Monday, March 04, 2013
It's Called "Poor Shaming"
Canadians have not yet shown themselves ready for the jackboot conservatism the British endure under their Cameron government but that doesn't mean we're immune to it either. The Observer's Barbara Ellen wrote a cautionary piece that I think all Canadian progressives would do well to digest.
The Methodists, the United Reformed Church, the Church of Scotland and the Baptist Union have joined forces to publish a study called The Lies We Tell Ourselves. It highlights myths surrounding people and poverty, including Iain Duncan Smith's much trumpeted "families out of work for three generations" line (which, it turns out, has never been backed up by data).
The report argues that the government is "deliberately misrepresenting" the poor, blaming them for their circumstances while ignoring more complex reasons, including policy deficiencies. Moreover, they feel that this scapegoating is the result of collusion between politicians, the media and the public.
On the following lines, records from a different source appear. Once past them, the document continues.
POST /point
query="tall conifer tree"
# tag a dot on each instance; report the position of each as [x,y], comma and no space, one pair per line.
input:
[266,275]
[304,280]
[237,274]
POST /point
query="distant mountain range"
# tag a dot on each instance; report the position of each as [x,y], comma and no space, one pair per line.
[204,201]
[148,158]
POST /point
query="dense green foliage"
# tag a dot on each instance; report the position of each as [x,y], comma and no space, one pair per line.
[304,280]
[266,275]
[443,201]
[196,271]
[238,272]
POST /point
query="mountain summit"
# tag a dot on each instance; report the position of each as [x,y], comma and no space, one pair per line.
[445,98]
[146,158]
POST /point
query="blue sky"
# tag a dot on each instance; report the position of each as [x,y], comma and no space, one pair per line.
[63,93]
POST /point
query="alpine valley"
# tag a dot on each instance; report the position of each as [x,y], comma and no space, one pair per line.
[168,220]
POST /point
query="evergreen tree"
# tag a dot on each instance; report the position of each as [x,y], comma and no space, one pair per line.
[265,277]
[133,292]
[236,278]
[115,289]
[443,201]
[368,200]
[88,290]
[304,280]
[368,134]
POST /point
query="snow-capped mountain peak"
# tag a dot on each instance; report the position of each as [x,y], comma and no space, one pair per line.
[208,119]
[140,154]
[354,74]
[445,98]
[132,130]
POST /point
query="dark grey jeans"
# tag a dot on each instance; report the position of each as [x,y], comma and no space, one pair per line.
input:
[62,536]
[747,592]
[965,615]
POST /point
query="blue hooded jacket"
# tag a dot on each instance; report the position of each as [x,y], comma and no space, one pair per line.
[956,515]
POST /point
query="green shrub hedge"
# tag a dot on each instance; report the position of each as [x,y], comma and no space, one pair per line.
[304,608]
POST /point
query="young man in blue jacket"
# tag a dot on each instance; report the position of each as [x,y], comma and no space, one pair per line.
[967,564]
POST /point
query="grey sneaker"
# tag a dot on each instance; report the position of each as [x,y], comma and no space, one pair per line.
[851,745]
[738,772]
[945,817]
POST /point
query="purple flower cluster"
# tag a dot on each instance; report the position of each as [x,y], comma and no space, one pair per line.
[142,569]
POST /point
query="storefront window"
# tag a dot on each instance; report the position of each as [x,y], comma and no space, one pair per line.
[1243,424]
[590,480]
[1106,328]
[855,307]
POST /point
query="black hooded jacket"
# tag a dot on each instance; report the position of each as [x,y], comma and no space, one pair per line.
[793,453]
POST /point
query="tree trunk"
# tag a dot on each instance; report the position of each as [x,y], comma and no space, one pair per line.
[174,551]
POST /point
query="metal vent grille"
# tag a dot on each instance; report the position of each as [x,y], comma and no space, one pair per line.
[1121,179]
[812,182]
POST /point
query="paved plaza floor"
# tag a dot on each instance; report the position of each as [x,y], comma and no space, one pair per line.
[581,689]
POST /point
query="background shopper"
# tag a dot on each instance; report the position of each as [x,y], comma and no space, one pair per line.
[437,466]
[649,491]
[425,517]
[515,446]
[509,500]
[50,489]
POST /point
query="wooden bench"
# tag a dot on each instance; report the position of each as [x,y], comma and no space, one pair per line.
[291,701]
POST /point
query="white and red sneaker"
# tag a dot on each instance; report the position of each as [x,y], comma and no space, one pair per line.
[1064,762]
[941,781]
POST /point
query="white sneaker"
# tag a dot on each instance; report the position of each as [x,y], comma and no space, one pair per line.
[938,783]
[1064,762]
...increasingly, the shame is being taken out of poor-shaming. It didn't seem so long ago that most people would think twice about denigrating fellow citizens who were having a hard time. These days, it appears to have been sanctioned as a new national bloodsport, regularly slipping under the PC-radar as little else manages to.
...A politician is one thing but these attitudes are spreading and hardening among ordinary people too. Indeed, poverty seems a trigger to inspire hate speech that would be quickly denounced if it related to race or gender.
Is this our new default setting – that the needy are greedy? This chimes with a slew of government policies that appear to be founded on notions of bulletproof self-reliance, making no allowances for circumstances or sheer bad luck, and which many would require huge amounts of help to put into practice, never mind sustain. Meanwhile, the more fortunate are invited to pour scorn upon anyone who fails.
How does this kind of thing escalate? That's easy. At the risk of stating the bleeding obvious, the poor are poor. They have no money, no voice, no representatives, and no means to establish their own public profile. Poverty is a big domino – once it falls, everything goes. In such circumstances, if a group of people are "deliberately misrepresented" then there's precious little they can do about it. The churches got it right – if anything, the truth seems so much worse that it must surely be time to put the shame back into poor-shaming. Just like slut-shamers, poor-shamers are bullies, and right now they're getting away with it.
In the 1930's Germany, this line of blaming the poor for escalating poverty, led to the rise and victory of fascism over the socialists. And guess which segement of society delivered it into the Nazi's hands; the professional classes, bureaucrats, and small business entrepreneurs, or in other words, a fearful navel-gazing middle class.
ReplyDeleteIf you don't believe it, ask yourself how Hilter was able to organize so quickly and thoroughly, such a potent machine of war and control, and why so many Germans of that time can't speak of it. Its because they helped him!.
Excellent observations, Anon. Thank you very much for that.